Changing stroke rehab and research worldwide now.Time is Brain! trillions and trillions of neurons that DIE each day because there are NO effective hyperacute therapies besides tPA(only 12% effective). I have 523 posts on hyperacute therapy, enough for researchers to spend decades proving them out. These are my personal ideas and blog on stroke rehabilitation and stroke research. Do not attempt any of these without checking with your medical provider. Unless you join me in agitating, when you need these therapies they won't be there.

What this blog is for:

My blog is not to help survivors recover, it is to have the 10 million yearly stroke survivors light fires underneath their doctors, stroke hospitals and stroke researchers to get stroke solved. 100% recovery. The stroke medical world is completely failing at that goal, they don't even have it as a goal. Shortly after getting out of the hospital and getting NO information on the process or protocols of stroke rehabilitation and recovery I started searching on the internet and found that no other survivor received useful information. This is an attempt to cover all stroke rehabilitation information that should be readily available to survivors so they can talk with informed knowledge to their medical staff. It lays out what needs to be done to get stroke survivors closer to 100% recovery. It's quite disgusting that this information is not available from every stroke association and doctors group.

Tuesday, May 19, 2026

Untargeted Plasma Metabolomics Reveals Metabolic Signatures of High- and Low-Polyphenol Cocoa Intake Potentially Linked to Adult Hippocampal Neurogenesis

 

Are your doctor and hospital competent? enough to ensure human testing occurs with specific cocoa% figures? If you don't get it started now your grandchildren won't get the benefits on their stroke recovery.

Do you prefer your doctor, hospital and board of director's incompetence NOT KNOWING? OR NOT DOING? Your choice; let them be incompetent or demand action! You do know incompetent doctors and hospitals can be fired!

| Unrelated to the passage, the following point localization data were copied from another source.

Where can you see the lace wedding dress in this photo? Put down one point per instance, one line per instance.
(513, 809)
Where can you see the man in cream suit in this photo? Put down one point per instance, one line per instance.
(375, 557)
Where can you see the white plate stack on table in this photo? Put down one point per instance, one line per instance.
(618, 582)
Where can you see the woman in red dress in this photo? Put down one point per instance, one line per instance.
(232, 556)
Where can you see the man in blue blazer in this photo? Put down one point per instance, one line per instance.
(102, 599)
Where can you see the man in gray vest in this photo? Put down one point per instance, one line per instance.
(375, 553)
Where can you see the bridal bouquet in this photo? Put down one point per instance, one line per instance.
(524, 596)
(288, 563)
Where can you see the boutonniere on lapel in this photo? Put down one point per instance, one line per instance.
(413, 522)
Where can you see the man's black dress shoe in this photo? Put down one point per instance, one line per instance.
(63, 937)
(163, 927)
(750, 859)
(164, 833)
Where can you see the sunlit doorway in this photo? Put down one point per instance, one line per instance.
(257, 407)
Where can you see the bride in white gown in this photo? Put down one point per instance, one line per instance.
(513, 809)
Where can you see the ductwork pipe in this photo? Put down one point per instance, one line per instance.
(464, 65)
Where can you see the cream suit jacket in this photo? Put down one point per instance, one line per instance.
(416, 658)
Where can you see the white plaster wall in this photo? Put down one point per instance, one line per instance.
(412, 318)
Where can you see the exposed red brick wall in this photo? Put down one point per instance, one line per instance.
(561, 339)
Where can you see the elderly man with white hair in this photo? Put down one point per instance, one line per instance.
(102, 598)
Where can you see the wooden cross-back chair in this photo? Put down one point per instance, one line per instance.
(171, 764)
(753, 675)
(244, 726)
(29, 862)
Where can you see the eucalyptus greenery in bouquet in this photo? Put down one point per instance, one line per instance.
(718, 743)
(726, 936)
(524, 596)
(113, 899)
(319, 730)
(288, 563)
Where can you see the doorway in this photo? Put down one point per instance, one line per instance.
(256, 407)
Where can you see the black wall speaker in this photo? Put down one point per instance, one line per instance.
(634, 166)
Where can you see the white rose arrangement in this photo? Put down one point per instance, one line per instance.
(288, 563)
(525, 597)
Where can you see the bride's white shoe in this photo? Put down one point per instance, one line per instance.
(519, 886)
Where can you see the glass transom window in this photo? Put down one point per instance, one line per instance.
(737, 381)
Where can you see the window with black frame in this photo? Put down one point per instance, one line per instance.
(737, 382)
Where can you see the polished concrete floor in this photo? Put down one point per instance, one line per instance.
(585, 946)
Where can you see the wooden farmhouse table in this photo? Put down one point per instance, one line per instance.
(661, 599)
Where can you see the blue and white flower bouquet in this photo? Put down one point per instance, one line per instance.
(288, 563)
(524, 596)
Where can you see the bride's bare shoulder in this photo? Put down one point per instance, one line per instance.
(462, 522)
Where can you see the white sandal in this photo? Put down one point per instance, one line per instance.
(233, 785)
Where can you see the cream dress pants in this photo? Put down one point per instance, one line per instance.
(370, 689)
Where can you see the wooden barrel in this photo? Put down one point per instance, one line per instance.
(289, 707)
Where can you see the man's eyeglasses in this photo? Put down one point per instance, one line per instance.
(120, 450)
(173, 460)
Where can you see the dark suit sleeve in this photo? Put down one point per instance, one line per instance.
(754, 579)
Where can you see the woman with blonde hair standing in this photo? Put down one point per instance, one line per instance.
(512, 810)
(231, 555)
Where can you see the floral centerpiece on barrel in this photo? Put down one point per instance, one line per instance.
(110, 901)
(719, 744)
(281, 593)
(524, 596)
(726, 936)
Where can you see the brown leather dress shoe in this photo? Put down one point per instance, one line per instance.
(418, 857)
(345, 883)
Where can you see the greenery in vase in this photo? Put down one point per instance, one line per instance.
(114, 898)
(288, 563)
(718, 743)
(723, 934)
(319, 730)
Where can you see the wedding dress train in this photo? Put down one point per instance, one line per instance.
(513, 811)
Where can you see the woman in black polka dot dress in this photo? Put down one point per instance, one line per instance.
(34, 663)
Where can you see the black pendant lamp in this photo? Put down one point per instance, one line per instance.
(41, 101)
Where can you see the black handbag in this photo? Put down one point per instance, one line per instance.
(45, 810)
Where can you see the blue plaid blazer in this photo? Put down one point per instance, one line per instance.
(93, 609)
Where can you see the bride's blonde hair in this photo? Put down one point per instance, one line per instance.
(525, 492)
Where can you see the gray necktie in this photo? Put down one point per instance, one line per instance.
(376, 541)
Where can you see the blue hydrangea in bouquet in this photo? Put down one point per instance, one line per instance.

Untargeted Plasma Metabolomics Reveals Metabolic Signatures of High- and Low-Polyphenol Cocoa Intake Potentially Linked to Adult Hippocampal Neurogenesis


https://doi.org/10.1016/j.fbio.2026.109084Get rights and content

Highlights

  • High-phenolic cocoa consumption significantly enhances adult hippocampal neurogenesis in mice.
  • Untargeted metabolomics identified 52 plasma metabolites linked to cocoa intake.
  • Itaconic acid was identified as a key marker of high-phenolic cocoa consumption.
  • High-phenolic cocoa intake selectively modulates biotin, caffeine, and butanoate pathways.
  • Phenylalanine and 2-octenedioic acid reveal sex-specific metabolic responses.

ABSTRACT

Cocoa consumption is widely recognized for its health benefits, mainly due to the antioxidant and anti-inflammatory properties of its polyphenols, particularly flavanols. Emerging evidence suggests that cocoa may support brain function by reducing neuroinflammation and promoting adult hippocampal neurogenesis (AHN). However, the systemic metabolic pathways underlying these outcomes remain unclear. This study employed untargeted metabolomics to investigate systemic responses to natural cocoa intake in a cohort of adult C57BL/6JRj mice of both sexes. Animals received for 50 days either a control diet (CTR) or diets enriched with 10% of high-phenolic (HPC) or low-phenolic cocoa (LPC). The experimental design included a battery of behavioral tests and immunohistochemical assessment of AHN. Plasma metabolomic profiling was performed using HPLC-ESI-QTOF-MS/MS, followed by multivariate and univariate statistical analyses, metabolite annotation, and pathway enrichment. While the HPC diet significantly enhanced neuronal proliferation, differentiation and survival, supervised OPLS-DA modeling identified 52 discriminant metabolites differentiating cocoa-fed from control mice (HPC vs. CTR: Q2 = 0.826; LPC vs. CTR: Q2 = 0.848; p < 0.001). Among annotated metabolites, only itaconic acid significantly increased exclusively in the HPC group (p = 0.022). Pathway enrichment revealed alterations in biotin, caffeine, and butanoate metabolism solely in the HPC group, suggesting that high-phenolic cocoa intake selectively modulates biochemical pathways with potential relevance to AHN. Sex-dependent interactions were observed in phenylalanine and 2-octenedioic acid. These findings together underscore the utility of metabolomics for elucidating the molecular impact of dietary interventions and support the role of natural cocoa as a functional food with neuroprotective potential.